长颈鹿：一种用于多个长读长测序数据综合处理与可视化的工具。

Giraffe: A tool for comprehensive processing and visualization of multiple long-read sequencing data.

作者信息

Liu Xudong, Shao Yanwen, Guo Zhihao, Ni Ying, Sun Xuan, Leung Anskar Yu Hung, Li Runsheng

机构信息

Department of Infectious Diseases and Public Health, Jockey Club College of Veterinary Medicine and Life Sciences, City University of Hong Kong, Hong Kong, China.

Department of Biomedical Sciences, Jockey Club College of Veterinary Medicine and Life Sciences, City University of Hong Kong, Hong Kong, China.

出版信息

Comput Struct Biotechnol J. 2024 Aug 9;23:3241-3246. doi: 10.1016/j.csbj.2024.08.003. eCollection 2024 Dec.
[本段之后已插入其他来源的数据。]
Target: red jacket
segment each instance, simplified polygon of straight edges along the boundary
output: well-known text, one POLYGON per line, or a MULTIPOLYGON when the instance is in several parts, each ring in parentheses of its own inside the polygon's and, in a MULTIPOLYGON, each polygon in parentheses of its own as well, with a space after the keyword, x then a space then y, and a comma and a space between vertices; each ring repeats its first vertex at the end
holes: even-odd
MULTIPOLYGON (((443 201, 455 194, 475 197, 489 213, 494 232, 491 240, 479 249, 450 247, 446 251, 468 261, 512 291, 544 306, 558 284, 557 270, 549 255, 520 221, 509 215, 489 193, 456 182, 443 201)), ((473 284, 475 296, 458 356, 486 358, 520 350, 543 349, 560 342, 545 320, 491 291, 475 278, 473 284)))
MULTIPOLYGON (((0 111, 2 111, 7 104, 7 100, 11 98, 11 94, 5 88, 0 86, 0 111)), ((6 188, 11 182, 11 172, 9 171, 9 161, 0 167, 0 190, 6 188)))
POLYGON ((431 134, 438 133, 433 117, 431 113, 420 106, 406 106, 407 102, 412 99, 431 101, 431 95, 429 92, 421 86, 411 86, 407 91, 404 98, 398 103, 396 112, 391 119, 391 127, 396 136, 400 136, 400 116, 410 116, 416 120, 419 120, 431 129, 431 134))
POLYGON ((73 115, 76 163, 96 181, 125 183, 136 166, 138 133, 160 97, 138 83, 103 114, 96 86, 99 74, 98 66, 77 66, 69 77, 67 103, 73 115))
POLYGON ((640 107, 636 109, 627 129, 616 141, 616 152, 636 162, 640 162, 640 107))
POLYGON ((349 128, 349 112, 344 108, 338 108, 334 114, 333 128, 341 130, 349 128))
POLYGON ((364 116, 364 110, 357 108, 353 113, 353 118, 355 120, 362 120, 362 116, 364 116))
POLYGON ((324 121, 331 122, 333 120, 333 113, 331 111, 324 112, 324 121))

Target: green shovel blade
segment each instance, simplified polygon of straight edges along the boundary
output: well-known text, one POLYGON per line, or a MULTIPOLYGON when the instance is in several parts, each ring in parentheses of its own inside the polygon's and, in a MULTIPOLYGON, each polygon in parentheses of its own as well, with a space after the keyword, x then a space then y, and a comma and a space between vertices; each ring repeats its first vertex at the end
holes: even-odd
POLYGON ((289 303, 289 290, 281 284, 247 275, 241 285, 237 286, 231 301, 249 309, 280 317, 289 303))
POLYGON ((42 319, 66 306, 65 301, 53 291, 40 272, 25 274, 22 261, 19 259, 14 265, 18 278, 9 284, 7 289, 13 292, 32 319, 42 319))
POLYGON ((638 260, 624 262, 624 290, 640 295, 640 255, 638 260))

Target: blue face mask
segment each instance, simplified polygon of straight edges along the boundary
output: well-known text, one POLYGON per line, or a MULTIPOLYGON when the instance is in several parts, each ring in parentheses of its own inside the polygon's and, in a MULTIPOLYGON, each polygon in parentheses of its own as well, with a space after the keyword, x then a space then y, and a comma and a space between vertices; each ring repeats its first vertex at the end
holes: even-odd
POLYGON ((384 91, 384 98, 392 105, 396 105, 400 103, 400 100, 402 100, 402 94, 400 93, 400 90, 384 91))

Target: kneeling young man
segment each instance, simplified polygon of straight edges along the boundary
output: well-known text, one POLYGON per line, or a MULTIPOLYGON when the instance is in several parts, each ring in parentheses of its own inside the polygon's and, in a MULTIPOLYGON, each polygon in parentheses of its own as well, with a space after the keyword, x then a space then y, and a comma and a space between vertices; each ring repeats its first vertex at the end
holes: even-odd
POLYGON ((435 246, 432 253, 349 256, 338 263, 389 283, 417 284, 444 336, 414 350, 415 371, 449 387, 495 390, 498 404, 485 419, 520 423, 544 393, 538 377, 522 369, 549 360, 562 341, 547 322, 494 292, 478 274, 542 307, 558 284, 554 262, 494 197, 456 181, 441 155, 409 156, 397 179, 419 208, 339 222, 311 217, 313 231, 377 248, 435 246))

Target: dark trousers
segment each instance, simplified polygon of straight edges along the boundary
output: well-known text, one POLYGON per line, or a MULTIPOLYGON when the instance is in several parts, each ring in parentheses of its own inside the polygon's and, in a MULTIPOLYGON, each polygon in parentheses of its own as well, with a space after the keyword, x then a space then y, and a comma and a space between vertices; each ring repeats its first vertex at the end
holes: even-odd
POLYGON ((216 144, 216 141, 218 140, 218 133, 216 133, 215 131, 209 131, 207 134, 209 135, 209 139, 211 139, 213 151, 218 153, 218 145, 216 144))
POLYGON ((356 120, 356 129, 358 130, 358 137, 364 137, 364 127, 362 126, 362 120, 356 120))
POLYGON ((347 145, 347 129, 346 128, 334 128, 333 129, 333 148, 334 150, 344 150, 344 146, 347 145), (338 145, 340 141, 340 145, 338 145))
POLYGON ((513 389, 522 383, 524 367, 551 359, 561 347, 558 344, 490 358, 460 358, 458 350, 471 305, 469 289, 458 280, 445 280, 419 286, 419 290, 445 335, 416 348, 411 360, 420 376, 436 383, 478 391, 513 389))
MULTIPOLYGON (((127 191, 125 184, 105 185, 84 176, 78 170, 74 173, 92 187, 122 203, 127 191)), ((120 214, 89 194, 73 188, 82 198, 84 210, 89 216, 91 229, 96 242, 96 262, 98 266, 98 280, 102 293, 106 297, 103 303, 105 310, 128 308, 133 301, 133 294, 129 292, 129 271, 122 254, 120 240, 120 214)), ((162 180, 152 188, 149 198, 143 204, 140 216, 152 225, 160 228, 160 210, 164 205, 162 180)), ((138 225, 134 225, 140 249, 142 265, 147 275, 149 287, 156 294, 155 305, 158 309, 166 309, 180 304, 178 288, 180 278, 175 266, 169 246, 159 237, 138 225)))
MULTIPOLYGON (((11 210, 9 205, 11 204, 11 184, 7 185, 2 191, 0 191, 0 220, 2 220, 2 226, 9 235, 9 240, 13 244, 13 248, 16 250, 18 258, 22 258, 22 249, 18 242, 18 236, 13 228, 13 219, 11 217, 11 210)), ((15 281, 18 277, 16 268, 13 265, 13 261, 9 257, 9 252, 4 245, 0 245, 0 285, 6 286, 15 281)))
DOI:10.1016/j.csbj.2024.08.003

PMID:39279873

原文链接:https://pmc.ncbi.nlm.nih.gov/articles/PMC11393587/

Abstract

Third-generation sequencing techniques have become increasingly popular due to their capacity to produce long, high-quality reads. Effective comparative analysis across various samples and sequencing platforms is essential for understanding biological mechanisms and establishing benchmark baselines. However, existing tools for long-read sequencing predominantly focus on quality control (QC) and processing for individual samples, complicating the comparison of multiple datasets. The lack of comprehensive tools for data comparison and visualization presents challenges for researchers with limited bioinformatics experience. To address this gap, we present Giraffe (https://github.com/lrslab/Giraffe_View), a Python3-based command-line tool designed for comparative analysis and visualization across diverse samples and platforms. Giraffe facilitates the assessment of read quality, sequencing bias, and genomic regional methylation proportions for both DNA and direct RNA sequencing reads. Its effectiveness has been demonstrated in various scenarios, including comparisons of sequencing methods (whole genome amplification vs. shotgun), sequencing platforms (Oxford Nanopore Technology, ONT vs. Pacific Biosciences, PacBio), tissues (kidney marrow with and without blood), and biological replicates (kidney marrows).

摘要

由于能够生成长的高质量 reads，第三代测序技术越来越受欢迎。对各种样本和测序平台进行有效的比较分析对于理解生物学机制和建立基准基线至关重要。然而，现有的长读长测序工具主要集中于单个样本的质量控制（QC）和处理，这使得多个数据集的比较变得复杂。缺乏用于数据比较和可视化的综合工具给生物信息学经验有限的研究人员带来了挑战。为了填补这一空白，我们推出了 Giraffe（https://github.com/lrslab/Giraffe_View），这是一个基于 Python3 的命令行工具，旨在对不同样本和平台进行比较分析和可视化。Giraffe 有助于评估 DNA 和直接 RNA 测序 reads 的读段质量、测序偏差以及基因组区域甲基化比例。它的有效性已在各种场景中得到证明，包括测序方法（全基因组扩增与鸟枪法）、测序平台（牛津纳米孔技术公司，ONT 与太平洋生物科学公司，PacBio）、组织（有血和无血的骨髓）以及生物学重复（骨髓）的比较。